Ocropus vs Tesseract

Recently I have had to extract text from pdf files. Most of these pdfs were scans and have not so good quality, therefore I have decided to use OCR (Optical character recognition) software. First, I used ImageMagick (see 1) to convert pdfs to images and then I used Ocropus 3.1. as a OCR (see 2). When Ocropus failed to provide me results — I got almost empty html files with just few cryptic sentences — I changed  to Tesseract 2.0 (see 3).

Tessearct 2.0 provides very good results for text, even if quality of tiff files is low. Now I plan now to take a look on Tesseract 3 alfa version.

1. Transform pdf to images (after superuser.com)

convert  file_name.pdf  file_name.png

This command will generate a png file for every page from the pdf file. However this command produces images with very low quality.
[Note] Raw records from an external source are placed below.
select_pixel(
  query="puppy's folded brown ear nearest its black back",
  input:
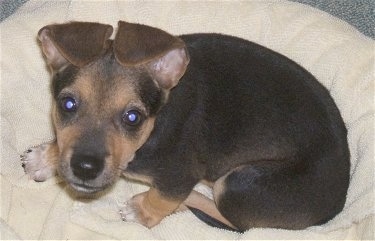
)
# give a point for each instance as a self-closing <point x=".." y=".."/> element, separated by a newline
<point x="164" y="55"/>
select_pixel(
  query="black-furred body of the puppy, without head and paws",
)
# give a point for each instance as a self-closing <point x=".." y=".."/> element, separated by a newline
<point x="240" y="105"/>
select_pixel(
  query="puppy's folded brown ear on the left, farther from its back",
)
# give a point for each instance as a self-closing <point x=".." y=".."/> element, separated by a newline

Therefore — following this discussion on stackoverflow.com — I have used Ghostscript for this purpose:

gs \
-sDEVICE=jpeg \
-o output/page_%03d.jpeg \
-r600 \
-dJPEGQ=95 \

This command creates images with very high quality.

2. Next, I have tried to use Ocropus — installed from a xubuntu package repository — to convert pdf to html.

ocroscript recognize file_name-0.png > file_name.html

Unfortunately for most of pdfs, I got a blank html page with some cryptic charts. According to this post Ocropus is less stable then Tesseract — which is used internally by Ocropus —  alone.

3. Turn for Tesseract 2 (a stable version 2 can be found in xubuntu package repository).

First we need to generate tif files instead of jpeg. We can use for this purpose GhostScript:

gs \
-sDEVICE=tiffg4 \
-o output_dir/page_%03d.tif \
-r600 \
-dJPEGQ=95 \

Now we can run Tesseract:

tesseract page001.tif page001

Finally I can see some results. Unfortunately Tesseract fails to extract tables and has problems with text in the tables.